制御不能の私で向き合う

 今月の頭から書き始めた長編小説が、七十枚を超えたあたりで行きづまってしまった。
 単に「ここらで一度全体を見渡して、設定や人物造形を練り直したい」というも気持ちもあったけど、原因不明の閉塞感に息苦しくなってしまって、ちょっと投げ出したくなってきたというの方が大きかった。 

 それで、長編の方はしばらく眠らせておくことにして、息抜きに別の短編を書き始めたわけだけれど……。

 昨日、『意味のあることをずっと続ける危険性』(by.しいたけのブログ)という記事を読んでいて、ひとつ重要なことに気がついた。

 以下、上の記事を引用しながら語らせていただく。

「意味のあることを集中的に、ギュッと力を込めてやり続けてきた人は途中で壊れるか、本人が気づかないうちに失速しやすい」

 この記事自体は「生き方」について書かれたものなのだけど、これって小説にも当てはまるなあ、と。
 私が陥っていたのはまさにこの部分で、膨らもうとする物語を強引にねじ伏せ、本筋に必要な部分だけを残そうとする行為は、いま考えると「洗練」を通り越している。
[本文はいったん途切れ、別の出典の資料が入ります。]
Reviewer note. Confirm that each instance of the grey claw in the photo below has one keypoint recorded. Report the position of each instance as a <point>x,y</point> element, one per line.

あれは過剰なダイエットでしかなかった。
 自分では隅々まで鍛え上げていたつもりが、いざ鏡の前に立ってみると、そこに映ったのは無残に肉の削げ落ちた骸骨のような身体。
 壊れる前に離れることができたのは幸いだったと言えよう。

自分がやっていることが全部「本編」を進めるためのものになると急激に失速する。その人の人生の本編の豊かさを彩るものって、その本編の周りにどれだけ「くだらない」ともされるサブストーリーがあるかどうかってけっこう重要な意味合いを持ってくる。

「神は細部に宿る」という言葉がある。小説の世界では、細部を丁寧に作り込むことが作品の魅力に繋がる、といった意味で使われている。(たぶん)
 この細部には、意味のないくだりも含まれるのだという大切なことを、私は見落としていた。

意味があるものを作っていくためには「意味がないもの」の大切さが必ず生きてくる。

 そもそも「意味があるもの」ってなんだろう。さらっと辞書で調べてみたところ、「存在するにふさわしい価値」などという言葉が出てきた。
 人って本当に二分化するのが好きなのだなあ。かくいう私も、根底に「意味のあることを為さなくては」という義務感を抱えています。

 洗練されたものを目指すのもいいけれど、とにかく一度制御を外した自分で書くことと向き合ってみよう。

 バランスを取るのは、それからだ。